おばあちゃんが酷く動揺しているのを感じる。
「ううん、知り合いの……お母さん。
カウンセリングのお仕事、してるって」
「みわ、お菓子運んでくれる?」
「あ、はい」
おばあちゃんは湯呑みを2つ持って、さっさと居間に戻ってしまう。
やっぱり、話したくない……事なんだよね。
居間に戻り、こたつに足を入れる。
冷え切った足に熱がジンと伝わってきた。
「お茶、あったまるから飲みなさい」
「うん、いただきます」
ほどよい温度で淹れられたお茶を口にする。
苦みが口の中にほわんと広がって、ホッと気持ちが和らいだ。
おばあちゃんが話したくないなら、無理に聞き出すのはやめよう。
そう思ってダメ元で切り出したものの、この避けよう。
自分が想像していたよりも何か事情があるのかもしれない。
私から言い出した癖に、2人の間に流れる空気に耐えられなくなって、お皿に入っているお煎餅を1つかじった。
「その人と、何かお話した?」
この重苦しい状況をどうしようと悩んでいる間に突然話しかけられたので、咄嗟に返事をすることが出来なかった。

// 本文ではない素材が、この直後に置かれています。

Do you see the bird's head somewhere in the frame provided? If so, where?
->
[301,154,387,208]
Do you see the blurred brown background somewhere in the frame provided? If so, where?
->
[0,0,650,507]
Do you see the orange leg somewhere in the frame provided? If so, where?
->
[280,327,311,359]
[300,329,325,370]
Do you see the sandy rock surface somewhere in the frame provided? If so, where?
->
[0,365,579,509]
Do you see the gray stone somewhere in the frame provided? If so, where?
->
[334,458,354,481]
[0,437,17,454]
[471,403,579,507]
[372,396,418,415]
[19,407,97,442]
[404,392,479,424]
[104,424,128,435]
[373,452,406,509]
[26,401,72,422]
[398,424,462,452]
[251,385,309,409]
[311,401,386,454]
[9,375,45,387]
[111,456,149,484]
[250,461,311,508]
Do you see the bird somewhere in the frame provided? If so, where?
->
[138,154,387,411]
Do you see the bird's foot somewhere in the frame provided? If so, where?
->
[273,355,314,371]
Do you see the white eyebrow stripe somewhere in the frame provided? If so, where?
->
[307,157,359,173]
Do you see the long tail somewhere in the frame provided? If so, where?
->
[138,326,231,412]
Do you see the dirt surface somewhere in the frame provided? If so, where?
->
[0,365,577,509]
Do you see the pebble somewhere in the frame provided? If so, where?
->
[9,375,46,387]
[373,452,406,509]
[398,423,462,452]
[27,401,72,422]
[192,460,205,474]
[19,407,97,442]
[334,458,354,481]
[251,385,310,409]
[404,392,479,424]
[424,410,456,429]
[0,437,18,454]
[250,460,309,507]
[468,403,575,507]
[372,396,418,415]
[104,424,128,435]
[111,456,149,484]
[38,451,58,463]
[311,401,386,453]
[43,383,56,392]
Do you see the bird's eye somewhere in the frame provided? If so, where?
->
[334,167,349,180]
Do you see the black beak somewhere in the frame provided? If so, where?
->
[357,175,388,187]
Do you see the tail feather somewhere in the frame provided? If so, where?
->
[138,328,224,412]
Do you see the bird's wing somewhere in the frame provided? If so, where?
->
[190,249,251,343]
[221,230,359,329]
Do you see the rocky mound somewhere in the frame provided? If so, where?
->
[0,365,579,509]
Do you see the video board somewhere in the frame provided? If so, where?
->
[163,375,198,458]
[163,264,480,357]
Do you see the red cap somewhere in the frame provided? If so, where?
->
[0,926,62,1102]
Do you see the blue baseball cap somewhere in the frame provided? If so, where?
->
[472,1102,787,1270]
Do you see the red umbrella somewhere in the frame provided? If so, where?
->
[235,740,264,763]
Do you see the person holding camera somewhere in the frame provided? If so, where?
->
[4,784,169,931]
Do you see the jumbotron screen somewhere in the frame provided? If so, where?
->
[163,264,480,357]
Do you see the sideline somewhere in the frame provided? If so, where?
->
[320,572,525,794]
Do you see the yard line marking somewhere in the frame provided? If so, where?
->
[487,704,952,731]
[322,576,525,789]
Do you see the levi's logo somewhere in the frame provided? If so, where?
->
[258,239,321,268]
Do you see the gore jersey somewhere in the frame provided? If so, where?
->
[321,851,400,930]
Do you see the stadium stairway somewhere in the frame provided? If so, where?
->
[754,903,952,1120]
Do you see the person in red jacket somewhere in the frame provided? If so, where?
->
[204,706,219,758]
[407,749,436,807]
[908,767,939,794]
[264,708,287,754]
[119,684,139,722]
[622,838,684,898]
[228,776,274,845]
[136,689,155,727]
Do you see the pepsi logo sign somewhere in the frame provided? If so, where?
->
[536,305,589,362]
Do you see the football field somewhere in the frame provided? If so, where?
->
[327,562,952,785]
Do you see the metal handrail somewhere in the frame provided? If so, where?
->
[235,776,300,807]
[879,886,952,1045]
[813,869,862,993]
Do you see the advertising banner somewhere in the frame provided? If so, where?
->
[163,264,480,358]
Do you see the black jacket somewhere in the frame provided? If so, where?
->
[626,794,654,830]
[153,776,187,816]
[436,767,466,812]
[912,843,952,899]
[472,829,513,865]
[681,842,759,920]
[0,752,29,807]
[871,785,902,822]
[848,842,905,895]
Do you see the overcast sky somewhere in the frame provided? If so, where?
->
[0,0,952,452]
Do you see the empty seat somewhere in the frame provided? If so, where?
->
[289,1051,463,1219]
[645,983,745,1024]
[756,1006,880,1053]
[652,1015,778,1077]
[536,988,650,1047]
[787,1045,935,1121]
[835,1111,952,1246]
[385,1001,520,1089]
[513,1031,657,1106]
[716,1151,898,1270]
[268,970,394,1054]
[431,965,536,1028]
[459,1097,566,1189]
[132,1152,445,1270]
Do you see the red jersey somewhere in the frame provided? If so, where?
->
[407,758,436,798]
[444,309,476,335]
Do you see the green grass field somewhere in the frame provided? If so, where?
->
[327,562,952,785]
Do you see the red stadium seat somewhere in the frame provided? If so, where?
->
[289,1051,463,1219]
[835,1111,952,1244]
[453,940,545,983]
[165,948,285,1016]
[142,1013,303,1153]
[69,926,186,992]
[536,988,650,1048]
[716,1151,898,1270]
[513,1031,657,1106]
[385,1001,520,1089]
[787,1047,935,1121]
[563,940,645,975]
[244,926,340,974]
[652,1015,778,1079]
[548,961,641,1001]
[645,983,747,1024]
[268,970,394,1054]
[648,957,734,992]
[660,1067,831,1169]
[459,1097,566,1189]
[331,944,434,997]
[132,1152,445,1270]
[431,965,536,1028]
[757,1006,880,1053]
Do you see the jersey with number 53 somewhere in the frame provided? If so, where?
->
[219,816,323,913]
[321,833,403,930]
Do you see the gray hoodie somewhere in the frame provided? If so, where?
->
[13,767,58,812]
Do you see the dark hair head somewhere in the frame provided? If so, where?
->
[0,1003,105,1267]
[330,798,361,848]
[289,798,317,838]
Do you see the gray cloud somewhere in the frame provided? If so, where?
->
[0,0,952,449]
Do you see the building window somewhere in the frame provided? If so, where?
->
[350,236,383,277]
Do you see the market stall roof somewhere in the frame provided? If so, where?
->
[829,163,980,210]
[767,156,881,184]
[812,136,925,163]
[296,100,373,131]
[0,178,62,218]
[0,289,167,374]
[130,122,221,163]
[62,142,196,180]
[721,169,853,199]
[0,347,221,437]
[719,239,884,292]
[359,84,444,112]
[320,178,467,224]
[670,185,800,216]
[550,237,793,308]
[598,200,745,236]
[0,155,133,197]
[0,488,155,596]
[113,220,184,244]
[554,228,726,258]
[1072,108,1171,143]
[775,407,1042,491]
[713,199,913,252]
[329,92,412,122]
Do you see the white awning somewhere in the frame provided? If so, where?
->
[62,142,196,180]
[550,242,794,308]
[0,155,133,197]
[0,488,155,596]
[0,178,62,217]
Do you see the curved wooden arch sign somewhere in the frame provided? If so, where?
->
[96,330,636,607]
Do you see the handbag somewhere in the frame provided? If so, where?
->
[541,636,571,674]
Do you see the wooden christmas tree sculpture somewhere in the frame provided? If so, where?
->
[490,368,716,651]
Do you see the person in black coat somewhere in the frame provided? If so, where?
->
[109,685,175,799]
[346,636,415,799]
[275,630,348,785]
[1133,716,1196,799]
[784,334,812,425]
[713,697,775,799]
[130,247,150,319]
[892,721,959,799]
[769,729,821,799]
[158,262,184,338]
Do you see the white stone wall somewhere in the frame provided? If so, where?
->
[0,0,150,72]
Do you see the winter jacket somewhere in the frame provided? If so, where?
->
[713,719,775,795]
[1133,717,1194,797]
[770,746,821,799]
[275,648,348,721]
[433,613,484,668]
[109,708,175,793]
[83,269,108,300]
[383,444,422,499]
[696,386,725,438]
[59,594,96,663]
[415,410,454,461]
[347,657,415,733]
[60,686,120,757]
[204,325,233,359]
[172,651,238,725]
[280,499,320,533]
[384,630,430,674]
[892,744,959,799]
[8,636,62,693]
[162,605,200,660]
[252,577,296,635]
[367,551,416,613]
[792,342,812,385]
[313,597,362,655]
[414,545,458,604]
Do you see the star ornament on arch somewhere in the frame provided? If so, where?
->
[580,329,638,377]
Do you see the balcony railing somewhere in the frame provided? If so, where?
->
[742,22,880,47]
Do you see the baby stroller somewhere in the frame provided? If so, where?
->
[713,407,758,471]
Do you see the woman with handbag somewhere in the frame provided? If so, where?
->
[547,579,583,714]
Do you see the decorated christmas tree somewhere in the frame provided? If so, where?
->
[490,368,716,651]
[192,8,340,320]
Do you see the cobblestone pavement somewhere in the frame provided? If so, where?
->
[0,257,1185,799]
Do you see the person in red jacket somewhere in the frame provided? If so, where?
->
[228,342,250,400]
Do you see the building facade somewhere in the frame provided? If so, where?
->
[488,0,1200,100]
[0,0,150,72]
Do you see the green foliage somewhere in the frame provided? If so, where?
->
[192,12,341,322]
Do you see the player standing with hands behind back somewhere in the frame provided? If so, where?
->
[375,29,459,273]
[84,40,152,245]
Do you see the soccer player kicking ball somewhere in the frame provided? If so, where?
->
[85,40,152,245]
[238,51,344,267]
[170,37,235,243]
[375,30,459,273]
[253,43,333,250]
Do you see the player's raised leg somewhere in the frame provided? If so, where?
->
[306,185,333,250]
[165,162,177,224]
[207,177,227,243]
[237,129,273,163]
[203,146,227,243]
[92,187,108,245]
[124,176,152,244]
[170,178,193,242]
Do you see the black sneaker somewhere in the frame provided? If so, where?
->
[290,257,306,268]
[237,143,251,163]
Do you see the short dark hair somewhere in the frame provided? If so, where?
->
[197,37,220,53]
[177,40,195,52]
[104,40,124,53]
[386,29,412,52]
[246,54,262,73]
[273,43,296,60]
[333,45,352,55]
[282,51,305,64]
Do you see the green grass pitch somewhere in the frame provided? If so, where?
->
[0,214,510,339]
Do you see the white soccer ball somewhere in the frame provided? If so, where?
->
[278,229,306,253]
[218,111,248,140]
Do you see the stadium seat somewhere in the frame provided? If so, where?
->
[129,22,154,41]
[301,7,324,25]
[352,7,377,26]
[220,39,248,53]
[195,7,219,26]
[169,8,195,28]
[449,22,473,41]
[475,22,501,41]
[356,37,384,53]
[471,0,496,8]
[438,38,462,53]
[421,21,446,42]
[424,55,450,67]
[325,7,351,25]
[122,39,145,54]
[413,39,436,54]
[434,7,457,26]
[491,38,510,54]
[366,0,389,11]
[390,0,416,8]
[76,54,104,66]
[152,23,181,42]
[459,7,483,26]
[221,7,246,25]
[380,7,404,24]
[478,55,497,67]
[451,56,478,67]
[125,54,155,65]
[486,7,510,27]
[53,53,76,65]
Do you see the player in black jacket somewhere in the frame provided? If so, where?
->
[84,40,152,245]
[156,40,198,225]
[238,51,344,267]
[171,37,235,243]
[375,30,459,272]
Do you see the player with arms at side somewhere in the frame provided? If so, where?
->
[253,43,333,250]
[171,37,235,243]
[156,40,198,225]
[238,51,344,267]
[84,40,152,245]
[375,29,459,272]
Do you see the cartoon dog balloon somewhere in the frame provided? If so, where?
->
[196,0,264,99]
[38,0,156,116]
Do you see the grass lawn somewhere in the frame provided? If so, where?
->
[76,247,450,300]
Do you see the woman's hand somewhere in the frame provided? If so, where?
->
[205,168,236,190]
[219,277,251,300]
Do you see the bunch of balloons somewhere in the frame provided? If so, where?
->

「……え? あ、ううん……詳しい事は、今日の所は聞かなかったけど……。
昔の私の事、知っているみたいだったから、これから少しずつ通ってみようかなって」
「……そう、かい」
「あと、おばあちゃんの事……元気かって、聞かれた」
どこまで突っ込んで聞いていいんだろうか。
もう、いっそのこと全部聞いてしまいたい。
でも、おばあちゃんは今までずっと隠していたんだ。
それには絶対理由があるはず。
そこに踏み込んでもいいの?
「みわ」
「……はい」
「みわ、黙っていてごめんね」
「お、ばあちゃん……」
「……みわが成人したら、きちんと受け止められるようになったらちゃんと話そうと思っていたんだけれど」
おばあちゃんはポツリ、ポツリと話し出した。